3. Choose Decisions that Bless your Community
In times of crisis and confusion, there is no better time to honor the interconnectedness of our community- whether it’s on the subject of racism or vaccination. As much as we champion our individual rights- the truth is that every action and inaction has an impact on the greater world.
Our decision not to get vaccinated for our “personal (non-medically related) reasons”, to forward petitions about alternative medical solutions and rally others to stay clear of the vaccine for reasons like avoiding the “mark of the beast” or suggesting scientific reasons way beyond our own fields of expertise… not only discounts the heartbreaking work of thousands of health professionals who make personal sacrifices every day to keep our community safe, but (and I will not mince my words here) put others at real risk of real losses.
Lives are at stake.
This season, even as we grieve as a nation, know this- that anger is at bay. But instead of packing it away, we can choose to do the hard work of sitting face to face with it, and remember our Big Why, choose to shine our light, and make decisions for good, not for worse.
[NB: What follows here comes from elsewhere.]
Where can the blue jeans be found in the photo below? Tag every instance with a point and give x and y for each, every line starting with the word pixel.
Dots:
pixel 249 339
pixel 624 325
If you, like me, are grieving, know this- if there ever was a time for asking ourselves the hard questions of why we live and love the way we do, what more is it that we can do for a broken and dying world, how we can love our loved ones better, there is perhaps no better time than now.
Let us not forget that we, too, can make little decisions inside of us that send ripples, greater than we imagine, out into our world. And perhaps, that could make all the difference.